Because of the striking similarity between papain-induced emphysema and human panlobular emphysema both morphologically and physiologically and the further similarity between normal canine and human lungs in the disposition of interstitial septal gaps, alveolar macrophages and type 2 cells which we have demonstrated, it would seem prudent to study this convenient model further. The complexities of the pathogenesis of emphysema need to be probed more extensively in the hope that such efforts may lead to rational preventive pharmacotherapy. Understanding each step in the complicated progression from injury to full-blown emphysema would increase the possibility of developing an agent, such as an enzyme inhibitor or one capable of enhancing antiprotease activity or stimulating repair, that might have a positive influence on the prevention of the disease or in slowing or altering its damaging effects.

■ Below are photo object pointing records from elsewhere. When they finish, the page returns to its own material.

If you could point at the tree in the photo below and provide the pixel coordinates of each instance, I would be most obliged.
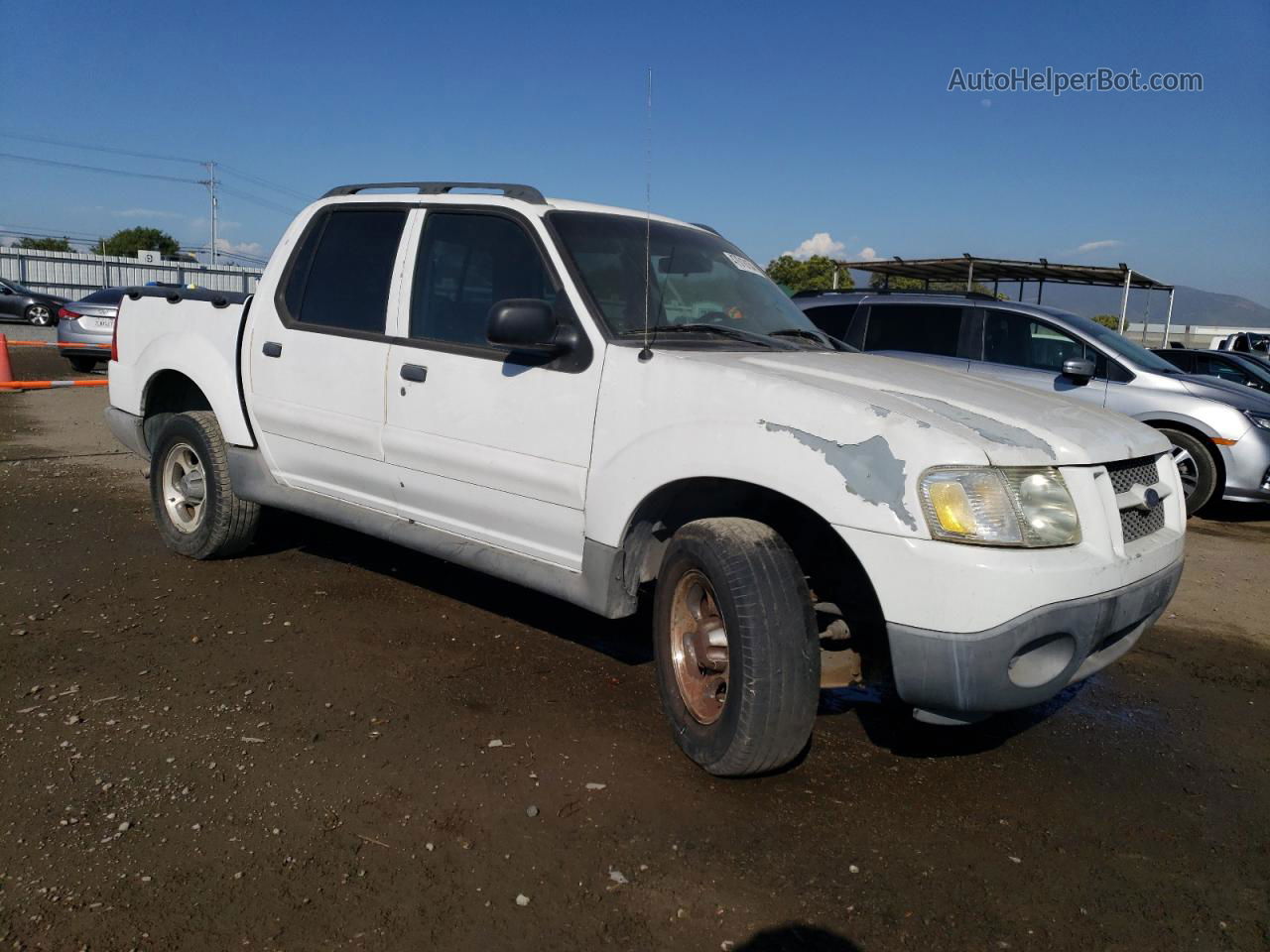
(813, 275)
(45, 244)
(127, 241)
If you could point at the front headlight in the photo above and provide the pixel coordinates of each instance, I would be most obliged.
(1260, 420)
(1000, 507)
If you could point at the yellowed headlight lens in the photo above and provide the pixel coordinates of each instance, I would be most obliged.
(952, 508)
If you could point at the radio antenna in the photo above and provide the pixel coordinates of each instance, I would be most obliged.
(647, 353)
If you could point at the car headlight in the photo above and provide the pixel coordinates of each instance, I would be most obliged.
(1000, 507)
(1260, 420)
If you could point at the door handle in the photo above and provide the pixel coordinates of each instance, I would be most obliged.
(416, 372)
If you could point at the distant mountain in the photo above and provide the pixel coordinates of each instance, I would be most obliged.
(1191, 304)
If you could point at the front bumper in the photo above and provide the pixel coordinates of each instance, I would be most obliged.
(1247, 467)
(957, 676)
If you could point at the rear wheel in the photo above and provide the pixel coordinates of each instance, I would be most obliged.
(82, 365)
(737, 653)
(40, 315)
(1197, 467)
(193, 502)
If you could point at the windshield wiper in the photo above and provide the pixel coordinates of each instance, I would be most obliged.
(820, 338)
(720, 329)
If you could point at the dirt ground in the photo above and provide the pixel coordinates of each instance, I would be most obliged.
(331, 743)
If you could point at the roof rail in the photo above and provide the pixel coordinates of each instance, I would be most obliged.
(525, 193)
(971, 295)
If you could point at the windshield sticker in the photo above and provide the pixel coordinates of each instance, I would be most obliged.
(744, 264)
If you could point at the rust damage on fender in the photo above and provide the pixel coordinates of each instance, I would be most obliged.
(869, 468)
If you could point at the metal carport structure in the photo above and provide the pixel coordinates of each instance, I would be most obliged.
(968, 270)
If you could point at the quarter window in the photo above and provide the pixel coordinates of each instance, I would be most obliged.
(466, 264)
(340, 275)
(922, 329)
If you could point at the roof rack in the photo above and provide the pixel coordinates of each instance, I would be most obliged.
(525, 193)
(973, 295)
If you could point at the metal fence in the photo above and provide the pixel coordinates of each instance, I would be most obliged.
(73, 275)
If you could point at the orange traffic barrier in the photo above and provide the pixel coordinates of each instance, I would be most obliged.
(51, 384)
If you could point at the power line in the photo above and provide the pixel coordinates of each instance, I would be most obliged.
(263, 182)
(98, 168)
(48, 141)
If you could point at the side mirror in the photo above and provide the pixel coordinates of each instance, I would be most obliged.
(527, 324)
(1080, 370)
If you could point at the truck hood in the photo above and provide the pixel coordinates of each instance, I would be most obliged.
(1012, 425)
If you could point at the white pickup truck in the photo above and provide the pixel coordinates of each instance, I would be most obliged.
(592, 402)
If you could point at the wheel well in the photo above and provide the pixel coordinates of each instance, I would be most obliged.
(834, 574)
(1206, 440)
(169, 393)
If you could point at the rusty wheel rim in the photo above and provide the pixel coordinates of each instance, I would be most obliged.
(698, 648)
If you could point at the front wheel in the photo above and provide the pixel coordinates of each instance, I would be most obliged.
(738, 658)
(193, 502)
(1197, 467)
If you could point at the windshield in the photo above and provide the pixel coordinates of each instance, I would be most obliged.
(694, 277)
(1120, 345)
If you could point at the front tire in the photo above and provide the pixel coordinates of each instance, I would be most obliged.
(41, 315)
(193, 503)
(737, 653)
(1197, 467)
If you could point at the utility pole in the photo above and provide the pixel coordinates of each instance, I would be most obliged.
(211, 188)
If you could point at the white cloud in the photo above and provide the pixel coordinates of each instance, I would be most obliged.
(1096, 245)
(820, 244)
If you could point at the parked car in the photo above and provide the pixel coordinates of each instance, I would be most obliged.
(1219, 431)
(592, 403)
(89, 320)
(22, 303)
(1229, 366)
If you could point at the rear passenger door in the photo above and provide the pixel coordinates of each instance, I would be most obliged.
(318, 353)
(1020, 348)
(484, 442)
(930, 333)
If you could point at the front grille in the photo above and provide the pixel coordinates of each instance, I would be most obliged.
(1133, 472)
(1137, 524)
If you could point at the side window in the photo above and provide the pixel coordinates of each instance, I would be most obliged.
(340, 275)
(1220, 368)
(833, 318)
(1020, 340)
(924, 329)
(466, 264)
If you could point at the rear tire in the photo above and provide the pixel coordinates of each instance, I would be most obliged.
(738, 658)
(194, 506)
(82, 365)
(1197, 466)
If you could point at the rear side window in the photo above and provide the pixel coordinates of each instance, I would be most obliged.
(1020, 340)
(340, 276)
(922, 329)
(833, 318)
(466, 264)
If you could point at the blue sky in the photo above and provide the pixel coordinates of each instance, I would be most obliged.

We have previously reported evidence favoring the hypothesis that interalveolar pores resulted from the subepithelial degradation of interstitial extracellular matrix. Boren, Pump, Parra et al and Sanderson et al have hypothesized that interalveolar pores were the likely precursors of larger openings, or fenestrae, which have been taken to represent the earliest microscopic findings of pulmonary emphysema. One might therefore expect to find an increase in the prevalence of pores and fenestrae following exposure to papain. That we did not observe this could be accounted for by alveolar collapse and coalescence of alveolar septa, resulting in thickening of the alveolar septum, thus masking the true prevalence of interalveolar pores. Nevertheless, the degree of lung remodeling which might result from pore formation and septal fenestration occurring at septal junctions is theoretically considerably greater than that occurring along the wall between junctions, as shown in Figure 5. buy ortho tri-cyclen
Figure 5. Two-dimensional diagramatic representation of alveolar airspaces as hexagons delineated by alveolar septa. A, hypothesized normal condition. Possible sites of alveolar septal fenestration are shown at S (septum between septal junctions) and J (septal junction). Fenestration at S with retraction of edges of fenestra would theoretically produce coalescence of two airspaces, as shown in B. Fenestration of the septal junction w’ith retraction of the edges of the fenestra would produce coalescence of three airspaces, and hence more rapid lung remodeling, as shown in C.